Because I am a compassionate person and also like others to credit me for their accomplishments, I was extremely supportive.
Rather than laugh at his debilitating fear, or giving him a blank stare and saying “Did I ask?”, I decided to help him overcome his phobia, so he could move on from it and not feel the need to bore me with his personal issues.
“Whenever you start to get panicky,” I told him, “just picture the sky in its underwear. Then it won’t seem so intimidating.”
Had he not gone AWOL (I thought maybe he’d died in a skydiving accident but turns out he’s on Facebook), he could have repaid the favor, when I recently found myself faced with my third biggest fear in the world.
My Biggest Fears In The World
1) Getting drunk at the bar, then stumbling home and creating a Facebook album called “Random pics of my cankles.”
2) Having cankles.
3) Sticking my arm in a sink full of someone else’s dirty dishwater..
4) Watching back-to-back episodes of Two And a Half Men. (Season irrelevant.)
*****
After returning from Mexico, I moved in with my friend, Labia Minora (not her real name). Technically she didn’t offer, but since my stuff was there anyway it seemed like the logical solution.
She was going to be on vacation, so she hid a house key under a rock.
When I arrived, everything seemed to be in order. But then I went to the kitchen and saw the half-filled sink and I remembered that nothing is ever what it seems.
Based on the evidence gathered at the crime scene, I came up with three possible reasons for this senseless tragedy:
1) Halfway through doing dishes, L suddenly remembered that she was supposed to be on vacation.

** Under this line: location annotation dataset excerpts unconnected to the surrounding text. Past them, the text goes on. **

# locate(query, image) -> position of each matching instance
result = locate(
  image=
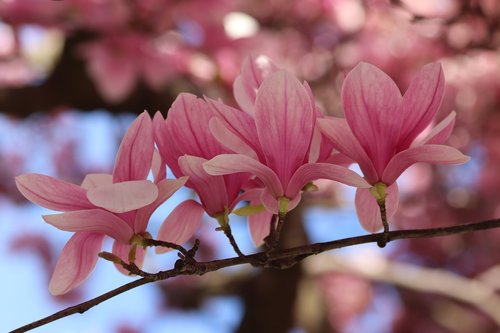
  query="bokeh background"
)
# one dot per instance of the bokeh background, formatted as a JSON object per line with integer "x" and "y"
{"x": 74, "y": 73}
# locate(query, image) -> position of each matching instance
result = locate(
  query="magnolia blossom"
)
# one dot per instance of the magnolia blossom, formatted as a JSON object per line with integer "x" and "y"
{"x": 118, "y": 205}
{"x": 380, "y": 132}
{"x": 185, "y": 143}
{"x": 275, "y": 144}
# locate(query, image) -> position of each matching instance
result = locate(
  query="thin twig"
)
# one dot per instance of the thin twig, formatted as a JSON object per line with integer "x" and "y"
{"x": 278, "y": 259}
{"x": 229, "y": 235}
{"x": 383, "y": 214}
{"x": 154, "y": 242}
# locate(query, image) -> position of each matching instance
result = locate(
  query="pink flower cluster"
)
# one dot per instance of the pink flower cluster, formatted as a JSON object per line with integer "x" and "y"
{"x": 265, "y": 152}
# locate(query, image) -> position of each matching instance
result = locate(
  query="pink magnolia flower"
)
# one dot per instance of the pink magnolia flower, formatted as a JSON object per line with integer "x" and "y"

2) Some pervert with a dirty dishwater fetish was trying to send me a message.
3) Halfway through doing dishes, some pervert with a dirty dishwater fetish came by and reminded L that she was was supposed to be on vacation.
I left it, hoping this pervert would at least have the decency to come back and drain it.
The next morning, it was still there. Only now the water had an orangey hue and there was a slimy film on top. I briefly considered letting it congeal, then adding marshmallows and bringing it to my family reunion. (My Grandma loves that stuff.)
Using a wire hanger, I tried to unhook the plug. Nothing. I tried poking it. Still nothing. I started blindly stabbing it. It made a weird gurgling sound. A cold water fish, perhaps, or maybe her old cat that she assumed had run away (probably because it couldn’t handle living in a house with a dirty sink).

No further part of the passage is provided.